Wer trotz all dieser Einwände in Kryptowährungen investieren möchte, sollte wissen, dass die Anlage oft über den Kauf börsengehandelter Kryptowährungsprodukte (sogenannte Exchange Traded Products respektive ETP) erfolgt. Dabei muss man sich bewusst sein, dass Krypto-ETPs keine ETFs (Exchange Traded Funds) sind. Während es sich bei physisch replizierten ETFs um Sondervermögen handelt, das im Konkursfall des Emittenten geschützt ist, besteht bei ETPs ein Emittentenrisiko. Geht der Emittent in Konkurs, was in der Krypto-Branche kein seltenes Phänomen ist, fällt auch das investierte Kapital in ein schwarzes Loch – der Untergang der amerikanischen Bank Lehman während der Finanzkrise lässt grüssen.

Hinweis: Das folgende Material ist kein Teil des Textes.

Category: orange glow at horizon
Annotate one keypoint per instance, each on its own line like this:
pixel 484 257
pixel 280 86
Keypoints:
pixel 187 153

Wenn Sie sich amüsieren wollen, schauen Sie sich die Dokumentation «Die Kryptoqueen – Der grosse Onecoin-Betrug» an, die Anfang November auf «Arte» ausgestrahlt wurde. Der Film zeigt eindrücklich auf, was passieren kann, wenn «Gläubige» den Versprechungen von Kryptogurus in naiver Weise folgen. Die Deutsch-Bulgarin Ruja Ignatova hat mit einem raffinierten Schneeballsystem drei Millionen Anlegerinnen und Anleger rund um den Erdball um mindestens USD 4 Mrd. erleichtert. Die inzwischen verschollene «Kryptokönigin» verfügt über mehrere Uni-Abschlüsse, einen Doktortitel und war vor ihrer Krypto-Karriere als Associate Partner des Beratungsunternehmens McKinsey tätig. Die Kryptowelt ähnelt in ihrer Art einem Ballon. Am Anfang ist nur wenig heisse Luft drin. Dann wird der Ballon mit viel heisser Luft aufgeblasen – bis er schliesslich platzt. Deshalb gehen die Experten der EZB davon aus, dass Kryptowährungen weder als Anlageform noch als Zahlungssystem geeignet sind und früher oder später vor dem Aus stehen werden.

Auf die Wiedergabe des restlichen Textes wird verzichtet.